Za nami kolejny nietypowy konkurs Pucharu Świata. Niedzielna rywalizacja w lotach narciarskich skończyła się tuż przed finałowymi skokami drugiej serii. Zaczęło mocniej wiać i sędziowie uznali, że lepiej przerwać zawody i uznać tylko wyniki z pierwszej rundy.
Skorzystał na tym Kamil Stoch, który po pierwszym skoku był czwarty. W drugim jednak trafił na złe warunki i skoczył zaledwie 159 m. Rozczarowany rzucił do kamery pod adresem zastępcy dyrektora PŚ: "No i co, panie Borku?".

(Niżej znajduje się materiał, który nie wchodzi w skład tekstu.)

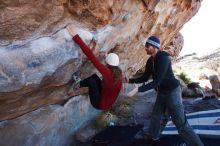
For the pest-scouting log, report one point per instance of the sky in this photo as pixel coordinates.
(202, 32)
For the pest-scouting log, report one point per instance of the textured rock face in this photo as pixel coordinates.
(38, 55)
(52, 125)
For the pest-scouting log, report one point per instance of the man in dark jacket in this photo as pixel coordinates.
(169, 97)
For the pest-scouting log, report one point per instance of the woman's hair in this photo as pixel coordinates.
(117, 72)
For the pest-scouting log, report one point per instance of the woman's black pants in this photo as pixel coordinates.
(94, 84)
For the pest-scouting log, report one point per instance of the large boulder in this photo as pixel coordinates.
(38, 55)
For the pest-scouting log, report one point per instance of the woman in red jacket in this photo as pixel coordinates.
(103, 93)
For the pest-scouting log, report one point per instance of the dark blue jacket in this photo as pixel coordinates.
(161, 70)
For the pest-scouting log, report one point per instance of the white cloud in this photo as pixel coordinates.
(201, 33)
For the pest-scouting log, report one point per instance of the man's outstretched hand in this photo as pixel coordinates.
(134, 91)
(71, 29)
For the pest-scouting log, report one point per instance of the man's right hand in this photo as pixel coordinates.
(125, 79)
(71, 29)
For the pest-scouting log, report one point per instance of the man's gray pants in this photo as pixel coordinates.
(170, 102)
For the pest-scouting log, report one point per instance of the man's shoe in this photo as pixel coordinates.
(152, 142)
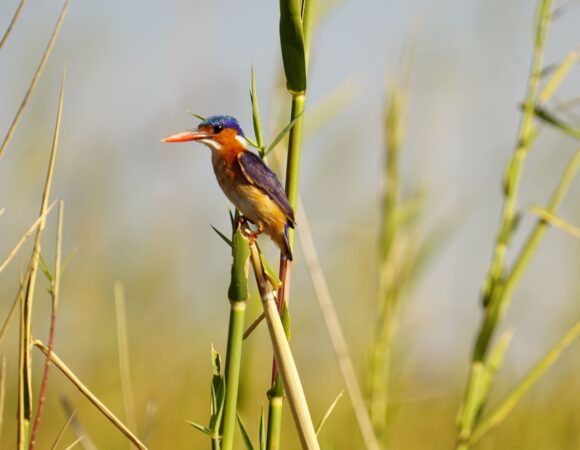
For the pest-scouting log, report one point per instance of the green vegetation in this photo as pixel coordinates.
(116, 354)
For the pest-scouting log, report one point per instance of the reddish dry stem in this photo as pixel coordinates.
(43, 387)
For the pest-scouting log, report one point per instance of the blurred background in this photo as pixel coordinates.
(139, 212)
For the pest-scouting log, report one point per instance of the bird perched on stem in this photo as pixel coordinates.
(245, 179)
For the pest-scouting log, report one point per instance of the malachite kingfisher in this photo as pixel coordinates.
(244, 177)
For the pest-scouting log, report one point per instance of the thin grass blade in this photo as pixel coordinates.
(281, 135)
(328, 413)
(35, 79)
(12, 22)
(24, 237)
(512, 399)
(556, 221)
(245, 435)
(89, 395)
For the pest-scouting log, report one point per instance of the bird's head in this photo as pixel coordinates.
(217, 132)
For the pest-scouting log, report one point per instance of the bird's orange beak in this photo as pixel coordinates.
(190, 135)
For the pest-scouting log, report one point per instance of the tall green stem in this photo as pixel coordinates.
(238, 295)
(295, 26)
(498, 286)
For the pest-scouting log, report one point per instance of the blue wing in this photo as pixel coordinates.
(260, 175)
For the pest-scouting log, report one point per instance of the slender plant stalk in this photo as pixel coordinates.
(492, 293)
(12, 22)
(24, 238)
(62, 431)
(25, 397)
(500, 283)
(54, 291)
(2, 392)
(557, 222)
(283, 354)
(388, 289)
(35, 79)
(89, 395)
(76, 425)
(335, 332)
(124, 366)
(22, 426)
(295, 27)
(238, 294)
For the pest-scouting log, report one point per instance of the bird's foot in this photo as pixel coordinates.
(244, 223)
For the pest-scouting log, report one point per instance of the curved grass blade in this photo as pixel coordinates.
(292, 45)
(245, 435)
(328, 413)
(556, 221)
(35, 79)
(281, 135)
(89, 395)
(12, 22)
(512, 399)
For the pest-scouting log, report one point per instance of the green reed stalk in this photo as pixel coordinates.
(238, 294)
(295, 25)
(388, 292)
(499, 286)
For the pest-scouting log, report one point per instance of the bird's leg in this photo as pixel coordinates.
(244, 222)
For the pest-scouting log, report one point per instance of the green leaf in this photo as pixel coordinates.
(239, 289)
(292, 45)
(516, 394)
(245, 435)
(218, 391)
(201, 428)
(45, 269)
(328, 412)
(223, 236)
(281, 135)
(556, 221)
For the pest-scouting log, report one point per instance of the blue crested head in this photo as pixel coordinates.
(223, 121)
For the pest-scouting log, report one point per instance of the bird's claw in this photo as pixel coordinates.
(244, 224)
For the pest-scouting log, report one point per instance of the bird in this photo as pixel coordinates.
(244, 178)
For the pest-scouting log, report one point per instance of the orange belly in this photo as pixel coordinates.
(250, 200)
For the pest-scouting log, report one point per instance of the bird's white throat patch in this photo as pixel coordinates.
(211, 144)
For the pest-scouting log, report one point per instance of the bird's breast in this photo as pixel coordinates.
(250, 200)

- Bardziej mi chodziło o to, co teraz zrobią. Nie chcę spekulować ani mówić złych rzeczy na sędziów, bo oni też w takich warunkach mają trudną robotę i nie są w stanie wszystkiego przewidzieć. To było w żartobliwym kontekście. Od rana dzisiaj kręciło i już po pierwszej serii można było powiedzieć, że już po zawodach. Zwłaszcza że i tak wygrał najlepszy - tłumaczy Stoch w rozmowie z TVP Sport.
ZOBACZ WIDEO: Skoki narciarskie. Stefan Kraft lata jak szalony. "Punkty zdobywa krok po kroku"
Polski skoczek ostatecznie ma powody do zadowolenia. W sobotę był siódmy, w niedzielę czwarty i to na obiekcie, który do tej pory mu nie leżał.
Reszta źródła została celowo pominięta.